For missed shifts, switching behaviour seems to be the cause. For example, the Pou5f1 gene rapidly and completely turns off from D0 to D8. It is hard for the method to tell whether this turning off occurs as a uniform shift, or whether there is a switch say at D2. In theory, the tail mass shift of the distribution should identify which is true but this is a very sensitive measure.

Generally, it seems that the genes which have sharp peaked distributions cause issues both in theory and practice. We think Thm 3's requirement that the marginal distributions have nontrivial mass everywhere is a critical requirement even in the few time observation case.

- Why not show results for Local?
Local displayed substantially worse and spiked distributions in both 5 and 10d examples which decreased the readability of the plots. We will make separate panels for the Local model and add them to the supplement before the final version.

- Why are 500 latent layers required?
Note that we use 500 hidden units, not layers. There is only one hiddden layer between each timestep, and \Delta t controls the number of timesteps between each observed timepoint.

Regarding why we have 500 hidden units, We discuss this around line 626. Since each layers represents an linear energy barrier, a large number of barriers are needed to model complex potential landscapes. For example we require at least 2*dim layers to even get a normalizable distribution. Generating smooth and nonconvex landscapes such as those in Fig 4 requires substantially more hidden units.

The larger number of units also empirically makes optimization substantially simpler, since it is likely that at least one of the randomly initialized units is close to a true potential barrier.

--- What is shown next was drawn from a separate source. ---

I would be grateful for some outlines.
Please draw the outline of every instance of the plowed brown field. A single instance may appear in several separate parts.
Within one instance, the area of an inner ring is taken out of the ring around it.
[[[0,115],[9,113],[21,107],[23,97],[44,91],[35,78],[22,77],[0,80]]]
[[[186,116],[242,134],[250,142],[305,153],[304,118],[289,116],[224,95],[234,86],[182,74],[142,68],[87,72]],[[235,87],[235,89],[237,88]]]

- Scaling with 1000s of genes?
We require that the number of individuals be much greater than the dimensionality for us to find a reasonable nonlinear potential function. Simulations with the Styblinski flow suggest that having too few cells with appropriate regularization results in predictions similar to linear and OU dynamics.

** Reviewer_4
- Only D4 is used in prediction.
We only chose to highlight D4 as it displays qualitatively interesting multimodal dynamics compared to D2. D2 results are similar, with the linear methods performing better, and we will add the D2 equivalent for Fig3c for completeness.

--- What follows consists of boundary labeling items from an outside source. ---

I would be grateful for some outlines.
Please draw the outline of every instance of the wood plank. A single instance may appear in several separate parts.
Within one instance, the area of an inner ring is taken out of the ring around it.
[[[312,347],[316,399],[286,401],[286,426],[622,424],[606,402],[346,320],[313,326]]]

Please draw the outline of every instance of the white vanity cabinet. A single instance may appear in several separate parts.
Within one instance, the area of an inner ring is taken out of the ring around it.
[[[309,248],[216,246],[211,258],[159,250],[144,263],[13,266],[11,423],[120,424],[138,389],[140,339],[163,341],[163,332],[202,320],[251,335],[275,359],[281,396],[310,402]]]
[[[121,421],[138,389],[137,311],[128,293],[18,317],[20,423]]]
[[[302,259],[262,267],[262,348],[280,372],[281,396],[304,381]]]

- Fig3a, performance difference vs  linear and having only 3 sample points.

For fig 3a, our goal was to highlight that local methods generally perform very poorly in high dimensions and a RNN based model is on par with parametric models. We do not necessarily expect the RNN to perform as well as the linear or OU models for simple, high dimensional potentials.

We will also include more dimension points (x-axis) of fig 3a to make this point clear.

- Klein et al data referred to as synthetic.
Klein et al is real data, and we will amend the text to match.